The next digit along is an eight. And it’s going to turn our number 11 into 118. How many lots of 12 are there in 118? Again, our facts that we knew already can be helpful here. We know that 10 lots of 12 are 120, which is slightly too much. But if we subtract one lot of 12 from 120, we’ll be left with nine 12s. And this is going to fit into 118. We know that 20 take away 12 leaves us with eight. So 120 take away 12 is 108. So we can write the digit nine at the top as part of our answer.
To calculate the remainder, we need to subtract nine lots of 12, which we said was 108, from the number we were dividing, which was 118. We can work this answer out mentally. The difference between 108 and 118 is 10. Again, 10 is too small to be dividing by 12. So let’s include another digit.
And the next digit along to bring down is going to be the digit five. It’s going to turn our number 10 into 105. How many lots of 12 are there in 105? As we’ve just seen, nine lots of 12 is 108. But this is too large. It’s only too large by three. So we know the answer is going to be eight lots of 12. And to calculate eight lots of 12, we need to subtract another lot of 12 from 108. 108 take away two is 106. And if we take away 10, we have the answer 96.

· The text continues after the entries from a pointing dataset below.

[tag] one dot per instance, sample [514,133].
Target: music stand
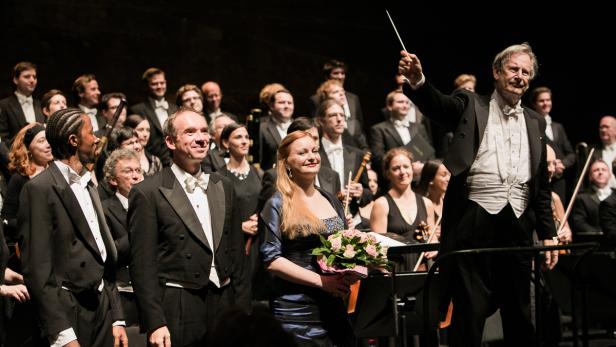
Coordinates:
[387,302]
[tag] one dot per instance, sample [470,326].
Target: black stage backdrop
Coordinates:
[246,44]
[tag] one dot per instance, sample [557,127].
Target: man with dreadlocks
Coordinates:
[68,254]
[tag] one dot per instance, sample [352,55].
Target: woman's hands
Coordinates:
[250,226]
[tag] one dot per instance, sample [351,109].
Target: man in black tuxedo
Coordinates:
[122,170]
[186,244]
[585,213]
[340,157]
[398,131]
[541,100]
[88,96]
[156,109]
[20,109]
[498,193]
[68,254]
[273,127]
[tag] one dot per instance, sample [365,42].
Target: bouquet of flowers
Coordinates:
[350,251]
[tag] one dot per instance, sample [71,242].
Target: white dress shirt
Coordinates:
[501,171]
[78,185]
[91,112]
[548,128]
[602,193]
[198,200]
[335,156]
[27,106]
[608,154]
[160,108]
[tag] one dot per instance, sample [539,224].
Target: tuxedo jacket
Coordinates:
[384,137]
[352,158]
[269,139]
[168,244]
[12,117]
[607,217]
[156,144]
[115,215]
[59,250]
[352,101]
[585,213]
[329,181]
[466,114]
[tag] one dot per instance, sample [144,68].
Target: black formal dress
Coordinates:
[246,190]
[313,316]
[397,225]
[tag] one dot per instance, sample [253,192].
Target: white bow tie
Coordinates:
[81,180]
[402,123]
[192,183]
[512,111]
[333,149]
[161,104]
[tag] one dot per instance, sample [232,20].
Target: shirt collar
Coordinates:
[67,171]
[22,98]
[123,200]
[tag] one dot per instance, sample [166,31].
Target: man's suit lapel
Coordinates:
[390,129]
[152,115]
[534,141]
[112,253]
[176,197]
[73,209]
[271,128]
[216,199]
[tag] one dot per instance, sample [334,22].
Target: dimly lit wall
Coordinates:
[246,44]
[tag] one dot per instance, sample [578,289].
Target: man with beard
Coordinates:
[68,253]
[498,193]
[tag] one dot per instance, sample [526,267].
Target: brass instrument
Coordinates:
[360,171]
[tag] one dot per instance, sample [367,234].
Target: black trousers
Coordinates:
[192,314]
[483,283]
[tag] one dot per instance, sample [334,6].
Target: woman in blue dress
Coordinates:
[306,301]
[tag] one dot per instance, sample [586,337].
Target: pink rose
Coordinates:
[371,250]
[349,252]
[363,237]
[336,241]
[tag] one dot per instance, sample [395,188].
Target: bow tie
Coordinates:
[161,104]
[192,183]
[81,180]
[512,111]
[333,149]
[26,101]
[402,123]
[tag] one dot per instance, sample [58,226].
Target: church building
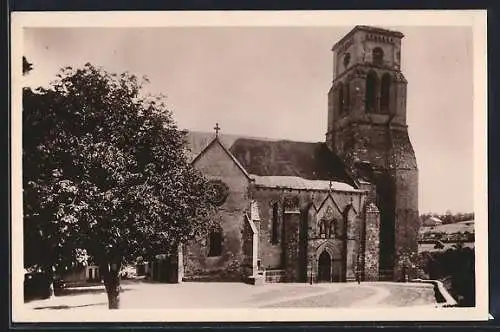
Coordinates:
[317,211]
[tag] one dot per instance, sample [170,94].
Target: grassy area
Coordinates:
[402,296]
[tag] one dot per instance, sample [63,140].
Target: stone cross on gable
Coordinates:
[217,129]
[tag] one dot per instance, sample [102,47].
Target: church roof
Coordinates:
[278,158]
[295,182]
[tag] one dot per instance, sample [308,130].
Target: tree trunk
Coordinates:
[109,272]
[49,270]
[113,290]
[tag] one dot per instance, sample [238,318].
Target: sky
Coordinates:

We could’ve found the same answer by adding 12 to 84. So eight 12s are 96. And this is as close as we’re going to get to 105. To find the remainder, we need to subtract our eight 12s, which is 96, from 105. Again, a quick way to do this would be mentally. We can count up from 96. If we count from 96 to 100, that’s four. And then from 100 onto 105 is another five. And four plus five equals nine. There’s a remainder of nine. Nine is too small to be dividing by 12. So we need to bring down another digit from the top number.
This time, it’s a zero. And it’s going to turn our nine into 90. How many 12s are there in 90? This is where we can see the benefits of writing out all the multiples of 12 that we’ve done as we’ve gone along. We’ve got quite an extensive list now. And we just need to glance across and see how close we can get to 90. The closest multiple of 12 that we can get to 90 without going above 90 is 84. And this is equal to seven 12s. So we can say 90 divided by 12 equals seven. Seven 12s are 84 as we’ve just said. And if we subtract this from 90, we can find the remainder. Again, it’s one we can do in our heads. The difference between 84 and 90 is six.
There are no 12s in six. So we need to bring down our final digit, another zero. And so six becomes 60. Do you recognize the number 60? It’s in one of our facts. There are five 12s in 60. So we can complete our answer by writing the digit five at the top. And we can prove that there’s nothing left over by subtracting five lots of 12, which is 60, from the number that we wanted to divide, which was also 60, to show there’s no remainder.
And so we can see the answer to our problem at the top of the calculation. We used long division to find the answer. If an airport registered 838,500 passengers traveling to Africa over a period of 12 months, we knew that the way to find the average number of passengers that travel to Africa in one month was to divide 838,500 by 12. And so the answer to the problem and the average number of passengers is 69,875.